The physiotherapist uses modalities and recommends exercises to help keep the joints flexible. The physiotherapist suggests new ways to do daily tasks such as picking up an object using the forearms.
Transcutaneous electrical nerve stimulation (TENS):
Transcutaneous electrical nerve stimulation (TENS) blocks pain signals from reaching the spinal cord. It helps to decrease muscle spasms, synovial fluid, and inflammation.
Ultrasound uses sound waves to create warmth, decreasing joint pain, inflammation, and stiffness.
Cryotherapy decreases swelling and inflammation. Cryotherapy can be used as ice packs, cold compresses on the painful area, mostly used in acute stages. Cold therapy is used in active joints where intra-articular heat increase is undesired.
Thermotherapy is used in chronic stages of rheumatoid arthritis. Heat therapy reduces muscle spasms. Heat therapy can be used for 10–20 minutes once or twice a day before exercise in the form of a hot-pack, hot water bottle, infrared radiation, paraffin, hot water bath, hydrotherapy, etc.
Rest and Splinting:
The joints are put to rest during the acute stage of the disease, if required. It relieves the pain in case of critical joint movement. Orthosis and splinting diminishes inflammation, joint stress, stiffness, and prevents deformities.
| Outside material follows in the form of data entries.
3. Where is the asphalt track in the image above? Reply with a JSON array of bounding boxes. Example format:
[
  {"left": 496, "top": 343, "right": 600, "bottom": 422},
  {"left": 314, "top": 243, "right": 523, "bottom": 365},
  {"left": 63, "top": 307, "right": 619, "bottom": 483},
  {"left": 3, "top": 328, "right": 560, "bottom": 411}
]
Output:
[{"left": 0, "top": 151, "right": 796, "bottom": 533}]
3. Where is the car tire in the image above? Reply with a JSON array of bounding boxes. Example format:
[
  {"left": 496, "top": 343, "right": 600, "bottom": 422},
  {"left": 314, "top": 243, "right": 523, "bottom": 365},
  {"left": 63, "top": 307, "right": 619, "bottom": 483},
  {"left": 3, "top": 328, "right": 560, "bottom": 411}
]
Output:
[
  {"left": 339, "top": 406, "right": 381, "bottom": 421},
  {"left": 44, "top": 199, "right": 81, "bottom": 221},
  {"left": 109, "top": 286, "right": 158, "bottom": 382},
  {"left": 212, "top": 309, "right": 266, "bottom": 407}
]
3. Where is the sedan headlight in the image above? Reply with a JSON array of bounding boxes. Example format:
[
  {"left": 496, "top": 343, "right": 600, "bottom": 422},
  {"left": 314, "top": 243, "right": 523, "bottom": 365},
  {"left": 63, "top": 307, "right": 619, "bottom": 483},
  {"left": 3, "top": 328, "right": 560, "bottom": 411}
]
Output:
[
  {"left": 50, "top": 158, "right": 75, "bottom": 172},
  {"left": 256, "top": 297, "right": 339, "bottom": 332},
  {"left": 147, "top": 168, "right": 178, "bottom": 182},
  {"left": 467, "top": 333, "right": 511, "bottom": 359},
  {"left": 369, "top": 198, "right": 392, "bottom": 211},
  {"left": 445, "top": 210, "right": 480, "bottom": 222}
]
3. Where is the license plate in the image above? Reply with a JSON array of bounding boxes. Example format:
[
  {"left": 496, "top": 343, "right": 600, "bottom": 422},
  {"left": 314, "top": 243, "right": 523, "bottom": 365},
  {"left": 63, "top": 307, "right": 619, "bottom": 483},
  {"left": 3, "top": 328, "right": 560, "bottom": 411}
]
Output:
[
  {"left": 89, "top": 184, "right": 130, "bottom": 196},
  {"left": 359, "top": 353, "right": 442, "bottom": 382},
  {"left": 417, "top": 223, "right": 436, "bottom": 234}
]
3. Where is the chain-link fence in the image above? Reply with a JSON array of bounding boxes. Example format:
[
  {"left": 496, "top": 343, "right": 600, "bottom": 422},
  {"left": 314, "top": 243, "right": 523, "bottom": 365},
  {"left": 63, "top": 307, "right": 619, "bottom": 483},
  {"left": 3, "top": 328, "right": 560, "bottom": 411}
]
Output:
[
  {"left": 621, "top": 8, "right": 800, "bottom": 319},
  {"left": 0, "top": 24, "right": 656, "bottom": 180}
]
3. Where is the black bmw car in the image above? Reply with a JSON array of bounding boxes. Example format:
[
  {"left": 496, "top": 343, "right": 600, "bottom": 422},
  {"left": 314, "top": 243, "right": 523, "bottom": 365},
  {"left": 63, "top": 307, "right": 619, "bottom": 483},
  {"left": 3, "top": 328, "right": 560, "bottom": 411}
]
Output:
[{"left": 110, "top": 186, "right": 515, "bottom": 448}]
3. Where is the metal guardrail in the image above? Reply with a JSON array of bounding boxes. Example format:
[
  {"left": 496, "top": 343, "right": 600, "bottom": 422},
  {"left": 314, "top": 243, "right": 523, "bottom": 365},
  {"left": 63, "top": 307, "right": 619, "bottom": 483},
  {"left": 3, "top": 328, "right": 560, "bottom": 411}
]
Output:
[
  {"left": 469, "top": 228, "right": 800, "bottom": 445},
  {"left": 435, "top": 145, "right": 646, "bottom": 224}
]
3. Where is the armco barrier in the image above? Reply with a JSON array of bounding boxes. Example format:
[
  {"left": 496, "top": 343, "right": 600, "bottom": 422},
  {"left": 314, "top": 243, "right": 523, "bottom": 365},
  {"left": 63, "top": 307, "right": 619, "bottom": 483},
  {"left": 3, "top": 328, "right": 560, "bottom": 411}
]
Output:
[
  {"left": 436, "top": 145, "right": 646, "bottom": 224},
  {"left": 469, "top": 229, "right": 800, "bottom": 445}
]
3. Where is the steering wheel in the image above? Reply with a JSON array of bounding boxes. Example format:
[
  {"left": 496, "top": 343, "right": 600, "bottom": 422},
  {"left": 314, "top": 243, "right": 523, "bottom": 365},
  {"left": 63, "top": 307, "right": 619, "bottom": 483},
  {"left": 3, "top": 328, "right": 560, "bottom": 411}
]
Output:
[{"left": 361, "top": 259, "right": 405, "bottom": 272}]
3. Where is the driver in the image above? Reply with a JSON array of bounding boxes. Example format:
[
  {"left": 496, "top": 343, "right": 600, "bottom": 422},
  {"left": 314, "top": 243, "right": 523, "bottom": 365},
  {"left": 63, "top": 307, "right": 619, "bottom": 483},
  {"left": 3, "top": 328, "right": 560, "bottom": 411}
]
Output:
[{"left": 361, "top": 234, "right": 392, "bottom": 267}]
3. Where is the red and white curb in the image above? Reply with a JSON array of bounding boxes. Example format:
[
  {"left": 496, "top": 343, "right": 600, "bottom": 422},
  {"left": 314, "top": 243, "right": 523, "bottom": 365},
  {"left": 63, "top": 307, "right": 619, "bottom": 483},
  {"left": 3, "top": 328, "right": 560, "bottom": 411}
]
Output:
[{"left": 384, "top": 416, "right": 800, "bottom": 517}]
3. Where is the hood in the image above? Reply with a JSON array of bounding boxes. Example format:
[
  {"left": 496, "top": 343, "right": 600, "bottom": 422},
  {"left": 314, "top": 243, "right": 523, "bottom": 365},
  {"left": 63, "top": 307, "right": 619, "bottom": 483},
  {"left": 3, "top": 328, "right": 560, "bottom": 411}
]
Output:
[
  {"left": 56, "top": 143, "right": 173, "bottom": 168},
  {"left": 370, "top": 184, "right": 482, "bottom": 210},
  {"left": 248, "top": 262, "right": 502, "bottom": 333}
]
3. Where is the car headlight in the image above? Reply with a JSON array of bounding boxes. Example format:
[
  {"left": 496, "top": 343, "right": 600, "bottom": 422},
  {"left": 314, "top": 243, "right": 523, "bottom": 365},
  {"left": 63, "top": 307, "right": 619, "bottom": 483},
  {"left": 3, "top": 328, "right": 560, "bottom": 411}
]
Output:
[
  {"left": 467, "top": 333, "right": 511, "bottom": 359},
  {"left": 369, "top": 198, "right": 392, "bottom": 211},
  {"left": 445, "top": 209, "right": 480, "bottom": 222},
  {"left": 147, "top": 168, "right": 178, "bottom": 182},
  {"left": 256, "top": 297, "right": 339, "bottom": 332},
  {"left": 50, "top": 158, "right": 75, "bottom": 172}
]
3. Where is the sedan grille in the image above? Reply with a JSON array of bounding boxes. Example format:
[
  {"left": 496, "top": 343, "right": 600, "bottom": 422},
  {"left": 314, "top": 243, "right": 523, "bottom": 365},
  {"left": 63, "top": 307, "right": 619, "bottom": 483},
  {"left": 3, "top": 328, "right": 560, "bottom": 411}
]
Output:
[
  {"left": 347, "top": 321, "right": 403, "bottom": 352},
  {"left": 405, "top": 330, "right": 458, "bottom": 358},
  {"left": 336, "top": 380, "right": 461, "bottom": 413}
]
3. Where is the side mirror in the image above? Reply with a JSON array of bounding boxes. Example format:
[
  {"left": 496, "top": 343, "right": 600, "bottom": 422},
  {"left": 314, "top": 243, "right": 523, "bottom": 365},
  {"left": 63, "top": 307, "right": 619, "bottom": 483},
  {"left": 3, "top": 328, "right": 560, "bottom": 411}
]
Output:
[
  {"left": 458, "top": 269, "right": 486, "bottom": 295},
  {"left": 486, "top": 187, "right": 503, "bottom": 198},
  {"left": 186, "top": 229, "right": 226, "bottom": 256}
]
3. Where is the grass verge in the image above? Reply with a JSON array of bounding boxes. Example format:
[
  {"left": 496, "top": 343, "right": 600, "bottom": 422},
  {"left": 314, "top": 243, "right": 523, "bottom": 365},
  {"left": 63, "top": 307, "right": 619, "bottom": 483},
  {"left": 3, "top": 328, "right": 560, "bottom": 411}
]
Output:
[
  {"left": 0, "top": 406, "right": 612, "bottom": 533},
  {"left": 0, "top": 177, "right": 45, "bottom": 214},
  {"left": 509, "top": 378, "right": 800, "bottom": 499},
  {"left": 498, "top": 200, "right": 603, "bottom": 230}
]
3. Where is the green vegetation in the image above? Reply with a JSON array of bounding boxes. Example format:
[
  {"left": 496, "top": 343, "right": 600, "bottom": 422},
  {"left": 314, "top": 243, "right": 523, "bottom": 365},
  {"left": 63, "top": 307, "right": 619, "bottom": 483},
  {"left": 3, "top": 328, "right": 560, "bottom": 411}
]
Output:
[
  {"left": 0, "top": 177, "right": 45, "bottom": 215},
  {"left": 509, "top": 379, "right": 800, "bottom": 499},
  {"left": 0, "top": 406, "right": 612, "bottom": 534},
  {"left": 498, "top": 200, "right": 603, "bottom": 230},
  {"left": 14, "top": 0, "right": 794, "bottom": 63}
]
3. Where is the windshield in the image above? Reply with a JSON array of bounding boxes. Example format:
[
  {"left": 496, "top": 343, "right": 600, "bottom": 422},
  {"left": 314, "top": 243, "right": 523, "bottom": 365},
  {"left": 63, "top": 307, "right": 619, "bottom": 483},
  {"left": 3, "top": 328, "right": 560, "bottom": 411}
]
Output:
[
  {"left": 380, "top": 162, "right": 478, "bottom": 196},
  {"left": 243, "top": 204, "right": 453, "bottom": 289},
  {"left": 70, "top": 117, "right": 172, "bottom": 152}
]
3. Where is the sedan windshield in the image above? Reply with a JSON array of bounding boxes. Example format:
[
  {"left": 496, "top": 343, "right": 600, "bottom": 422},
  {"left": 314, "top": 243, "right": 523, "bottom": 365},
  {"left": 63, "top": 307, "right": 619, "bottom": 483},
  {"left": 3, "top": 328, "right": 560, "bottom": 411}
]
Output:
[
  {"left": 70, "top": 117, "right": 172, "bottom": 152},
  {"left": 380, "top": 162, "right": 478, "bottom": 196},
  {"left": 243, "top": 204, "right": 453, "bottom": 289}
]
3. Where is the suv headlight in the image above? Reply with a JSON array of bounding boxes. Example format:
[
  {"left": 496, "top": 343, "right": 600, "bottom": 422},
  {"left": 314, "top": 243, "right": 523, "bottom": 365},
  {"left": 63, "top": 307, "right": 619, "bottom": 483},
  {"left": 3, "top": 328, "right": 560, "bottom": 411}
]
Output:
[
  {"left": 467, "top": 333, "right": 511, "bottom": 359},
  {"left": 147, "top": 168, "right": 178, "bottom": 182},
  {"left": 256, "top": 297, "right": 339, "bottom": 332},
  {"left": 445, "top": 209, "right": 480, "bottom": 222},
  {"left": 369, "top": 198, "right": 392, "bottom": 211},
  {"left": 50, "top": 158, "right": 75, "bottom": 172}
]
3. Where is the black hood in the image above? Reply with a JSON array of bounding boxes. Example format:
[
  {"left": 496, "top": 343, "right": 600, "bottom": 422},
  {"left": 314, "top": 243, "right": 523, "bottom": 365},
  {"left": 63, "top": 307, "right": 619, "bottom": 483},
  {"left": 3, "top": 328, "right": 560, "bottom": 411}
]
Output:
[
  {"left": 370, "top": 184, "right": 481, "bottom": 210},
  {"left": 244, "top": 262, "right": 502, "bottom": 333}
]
Hydrotherapy reduces pain and other symptoms with water. The part is submerged in warm water to relieve symptoms.
Patients use compression gloves to reduce joint swelling and pain and increasees grip strength or hand functions from using gloves.
Massage can help promote blood circulation and reduce muscle spasms. Massage is found to be effective for depression, elevate mood, and decrease pain.
Flexibility and strengthening exercises:
These exercises improve range of motion and help to build muscle strength. Pilates are donr as flexibility and strengthening exercises.
Aerobic exercises such as light walking are effective to manage chronic pain, joint inflammation, and other rheumatoid arthritis symptoms. Low-impact aerobic exercise a day and 30 minutes of strengthening exercises every other day can be incorporated as a routine.
Assistive Devices and Adaptive Equipment:
Assistive Devices and Adaptive Equipment improve functional ability and decrease pain, keeping the patient suffering from rheumatoid arthritis independent. Assistive devices and adaptive equipments have beneficial effects on energy conservation and joint protection in arthritic patients.